Theory and practice of the confessional by Caspar Erich Schieler, Richard Frederick Clarke

4. Forgiveness of Venial Sin.

Venial sins are forgiven: —

1. By the Sacrament of Penance, and that directly and ex opere operato, when they are submitted in confession to the power of the keys with formal contrition and purpose of amendment.

2. "By many other means," such as: —

(a) All the Sacraments; they remit sins ex opere operato, and especially those sins which are opposed to the particular end of the Sacrament. For the object of every Sacrament is the sanctification of souls, and hence the removal of all that hinders this sanctification. Now venial sins in particular, by hindering the conferring of richer graces, are an obstacle in the way of attaining sanctity. Cardinal Lugo, in treating this subject, illustrates it by the attitude of two friends: "Even where, in the strict nature of things, we cannot expect that the influx of grace should cause the remission of sins, yet it is in accordance with good feeling that where fresh and closer ties of friendship have been formed, little offences should be condoned. If, then, the influx or increase of grace is a new bond of friendship between God and the just man, uniting him more intimately with God, an embrace of love, so to speak, and a kiss of peace, it is probable and reasonable to suppose that there is granted also a remission of the smaller sins which have been retracted."

It is always, however, necessary and sufficient to elicit at least a virtual or implicit contrition, contained in a pious and supernatural affection toward God, which is opposed to venial sins, and is consequently a virtual horror and retraction of the same.

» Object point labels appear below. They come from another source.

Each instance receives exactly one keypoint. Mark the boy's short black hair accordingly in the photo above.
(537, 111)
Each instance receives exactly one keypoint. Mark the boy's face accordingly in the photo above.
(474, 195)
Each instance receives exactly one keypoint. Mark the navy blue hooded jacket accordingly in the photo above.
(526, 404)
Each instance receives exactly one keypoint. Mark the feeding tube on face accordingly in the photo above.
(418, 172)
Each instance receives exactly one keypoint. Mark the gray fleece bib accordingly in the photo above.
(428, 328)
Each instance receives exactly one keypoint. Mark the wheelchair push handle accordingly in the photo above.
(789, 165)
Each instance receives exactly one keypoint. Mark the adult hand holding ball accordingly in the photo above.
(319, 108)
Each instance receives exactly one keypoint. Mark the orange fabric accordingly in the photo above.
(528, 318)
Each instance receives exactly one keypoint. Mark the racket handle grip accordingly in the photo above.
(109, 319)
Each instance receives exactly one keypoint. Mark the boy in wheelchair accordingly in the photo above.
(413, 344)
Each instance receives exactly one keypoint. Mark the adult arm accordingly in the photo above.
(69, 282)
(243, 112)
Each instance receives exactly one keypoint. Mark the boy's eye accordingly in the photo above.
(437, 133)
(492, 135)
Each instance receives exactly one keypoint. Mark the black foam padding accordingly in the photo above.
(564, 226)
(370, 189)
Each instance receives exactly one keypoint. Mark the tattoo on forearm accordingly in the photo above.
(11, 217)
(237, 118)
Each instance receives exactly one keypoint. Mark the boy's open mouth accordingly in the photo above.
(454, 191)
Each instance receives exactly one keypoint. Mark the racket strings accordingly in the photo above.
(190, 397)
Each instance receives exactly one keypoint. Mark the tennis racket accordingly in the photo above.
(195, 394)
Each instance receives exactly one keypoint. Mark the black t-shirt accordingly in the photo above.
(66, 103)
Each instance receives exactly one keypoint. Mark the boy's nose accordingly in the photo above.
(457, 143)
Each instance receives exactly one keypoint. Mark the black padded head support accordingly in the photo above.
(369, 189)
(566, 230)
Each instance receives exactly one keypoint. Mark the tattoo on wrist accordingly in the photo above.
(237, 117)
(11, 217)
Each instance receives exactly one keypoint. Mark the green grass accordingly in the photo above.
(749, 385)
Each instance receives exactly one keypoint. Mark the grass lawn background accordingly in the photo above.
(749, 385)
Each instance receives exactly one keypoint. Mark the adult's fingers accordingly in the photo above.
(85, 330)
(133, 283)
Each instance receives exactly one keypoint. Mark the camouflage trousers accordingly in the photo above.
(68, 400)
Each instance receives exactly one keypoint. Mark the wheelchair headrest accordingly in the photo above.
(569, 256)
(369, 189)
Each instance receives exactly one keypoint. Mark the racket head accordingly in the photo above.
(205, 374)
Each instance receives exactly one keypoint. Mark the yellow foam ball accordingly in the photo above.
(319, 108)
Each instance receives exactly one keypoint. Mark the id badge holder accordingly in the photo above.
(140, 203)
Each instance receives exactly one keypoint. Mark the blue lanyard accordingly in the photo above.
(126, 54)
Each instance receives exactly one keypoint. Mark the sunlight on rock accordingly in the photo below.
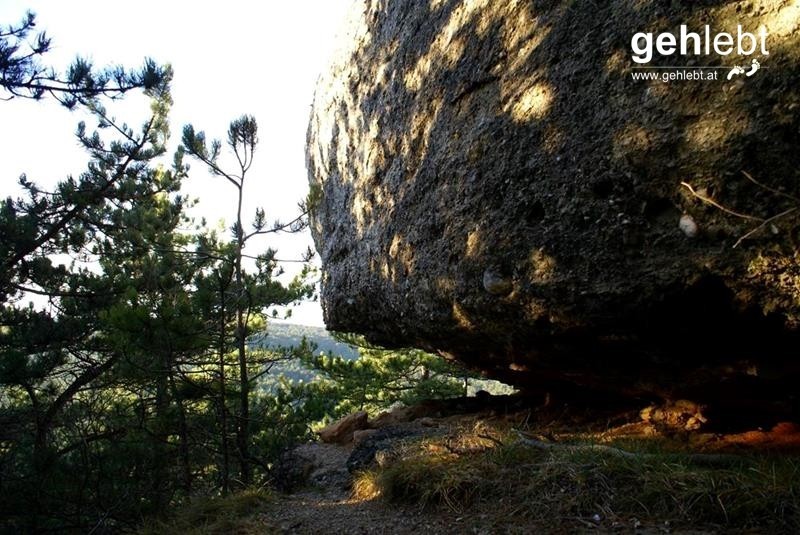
(447, 48)
(533, 103)
(712, 131)
(473, 243)
(785, 21)
(460, 315)
(544, 266)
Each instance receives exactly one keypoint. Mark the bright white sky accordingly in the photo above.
(230, 58)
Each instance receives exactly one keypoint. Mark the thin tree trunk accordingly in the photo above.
(223, 410)
(243, 436)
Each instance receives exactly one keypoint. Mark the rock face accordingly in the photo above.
(494, 184)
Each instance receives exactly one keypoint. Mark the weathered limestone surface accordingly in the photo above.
(495, 186)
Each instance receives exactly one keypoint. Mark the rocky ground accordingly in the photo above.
(318, 477)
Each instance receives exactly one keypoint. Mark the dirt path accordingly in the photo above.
(317, 513)
(325, 506)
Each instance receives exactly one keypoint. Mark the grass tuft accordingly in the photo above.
(510, 480)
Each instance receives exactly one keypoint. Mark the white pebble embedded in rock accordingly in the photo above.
(688, 226)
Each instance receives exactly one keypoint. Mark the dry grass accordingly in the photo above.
(235, 514)
(520, 485)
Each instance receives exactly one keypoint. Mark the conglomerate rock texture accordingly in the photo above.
(494, 184)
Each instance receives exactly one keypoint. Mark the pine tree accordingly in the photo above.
(251, 293)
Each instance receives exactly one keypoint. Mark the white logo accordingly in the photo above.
(645, 45)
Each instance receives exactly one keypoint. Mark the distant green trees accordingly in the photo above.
(381, 377)
(119, 324)
(242, 296)
(23, 73)
(128, 382)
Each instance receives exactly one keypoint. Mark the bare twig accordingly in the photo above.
(715, 204)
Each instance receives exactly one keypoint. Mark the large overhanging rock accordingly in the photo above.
(494, 185)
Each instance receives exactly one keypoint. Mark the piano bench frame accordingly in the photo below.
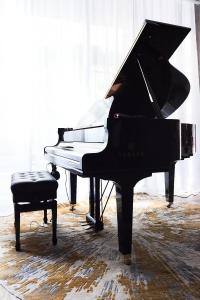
(34, 191)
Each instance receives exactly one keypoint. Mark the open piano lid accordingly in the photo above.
(147, 84)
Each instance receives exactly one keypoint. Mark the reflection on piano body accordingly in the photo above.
(128, 137)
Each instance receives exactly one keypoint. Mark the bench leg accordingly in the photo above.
(54, 222)
(45, 215)
(17, 228)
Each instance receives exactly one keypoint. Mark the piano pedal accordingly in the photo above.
(84, 223)
(72, 207)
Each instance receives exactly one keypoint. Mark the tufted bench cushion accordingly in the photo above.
(34, 191)
(33, 186)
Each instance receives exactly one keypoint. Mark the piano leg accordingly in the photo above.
(169, 184)
(124, 198)
(73, 190)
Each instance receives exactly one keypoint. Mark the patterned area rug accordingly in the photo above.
(165, 263)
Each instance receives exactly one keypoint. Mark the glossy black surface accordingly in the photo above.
(134, 140)
(150, 85)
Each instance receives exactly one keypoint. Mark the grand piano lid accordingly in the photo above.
(147, 84)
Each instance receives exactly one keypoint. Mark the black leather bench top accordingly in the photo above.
(31, 186)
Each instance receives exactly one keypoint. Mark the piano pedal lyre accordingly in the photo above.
(72, 207)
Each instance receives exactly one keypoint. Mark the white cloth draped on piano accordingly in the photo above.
(57, 57)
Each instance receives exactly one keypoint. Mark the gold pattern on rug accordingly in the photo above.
(165, 261)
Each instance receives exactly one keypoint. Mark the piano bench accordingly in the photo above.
(33, 191)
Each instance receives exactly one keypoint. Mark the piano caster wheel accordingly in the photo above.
(72, 207)
(55, 174)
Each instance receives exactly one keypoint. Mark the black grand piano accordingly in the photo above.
(128, 137)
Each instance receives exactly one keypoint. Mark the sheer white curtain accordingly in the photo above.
(57, 57)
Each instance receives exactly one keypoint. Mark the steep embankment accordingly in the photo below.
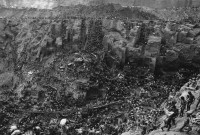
(181, 122)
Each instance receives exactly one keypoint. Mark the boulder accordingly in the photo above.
(152, 49)
(188, 52)
(198, 40)
(58, 41)
(194, 32)
(6, 78)
(116, 44)
(181, 36)
(171, 55)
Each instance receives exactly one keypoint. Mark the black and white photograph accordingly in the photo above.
(99, 67)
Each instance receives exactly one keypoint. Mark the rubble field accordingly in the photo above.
(70, 75)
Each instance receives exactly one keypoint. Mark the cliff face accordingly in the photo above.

Not all the Sacraments, however, effect this forgiveness in the same manner. Next to the Sacrament of Penance, Baptism and Extreme Unction have a peculiar power, because they were instituted by Christ for the very purpose of forgiving sins. If an adult who had been purified of original sin and of his mortal sins by perfect love and contrition (the Baptism of desire), but, on account of his attachment to venial sins, was not yet freed of these, were to receive Baptism, all his venial sins for which he had at least virtual contrition would be forgiven through this Sacrament. For, according to the teaching of the Council of Trent, Baptism effects a new birth, and in consequence the remission of sins, with the exception, of course, of those venial sins which the newly baptized person has not yet renounced.